At a 2-day meeting that starts today, a panel of experts for the U.S. Food and Drug Administration will hear from researchers, plastic surgeons and implant makers, as well as from women who believe their ailments were caused by the implants.

The panel will consider next steps, but for now, the FDA isn’t proposing any new restrictions or warnings. The agency’s longstanding position is that implants are essentially safe as long as women understand they can have complications, including scarring, pain, swelling and implant rupture.

But the FDA and other regulators around the world have been grappling with how to manage a recently confirmed link to a rare cancer and the thousands of unconfirmed complaints of other health problems.

In documents released before the meeting, FDA regulators said it is “impossible” for them to determine how frequently the cancer – a form of lymphoma – occurs because the U.S. does not track the total number of implants on the market. Estimates of the frequency of the disease range from 1 in 3,000 women to 1 in 30,000.

Most confirmed cases of the disease, known as breast implant-associated anaplastic large cell lymphoma, have involved a particular style of implants with a textured surface, designed to reduce scar tissue and slippage. But the FDA said it has also received reports of the disease in smooth implants – which account for most of the U.S. market – raising questions about whether the cancer is a risk with both implant types.

The disease is not breast cancer, but a form of cancer that attacks the immune system and usually forms in the scar tissue surrounding implants. It grows slowly and can usually be successfully treated by surgically removing the implants.

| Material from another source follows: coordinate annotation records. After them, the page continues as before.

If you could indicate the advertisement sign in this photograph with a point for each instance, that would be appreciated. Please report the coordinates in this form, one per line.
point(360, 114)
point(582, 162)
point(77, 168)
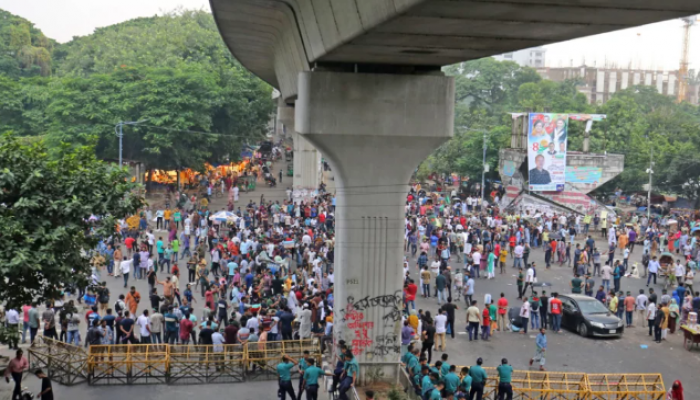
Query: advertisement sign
point(508, 168)
point(546, 151)
point(591, 175)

Thousands of women have also blamed their implants for a host of ailments, including rheumatoid arthritis, chronic fatigue and muscle pain. In the documents, the FDA reiterated its position that “there is not sufficient evidence” linking them to breast implants. The agency also sidestepped requests from patients to add a boxed warning – the agency’s most serious type – to breast implants and to require manufacturers to give women a checklist of potential harms and complications before surgery.

Breast augmentation is the most popular form of cosmetic surgery in the U.S., with roughly 300,000 women undergoing the procedure each year.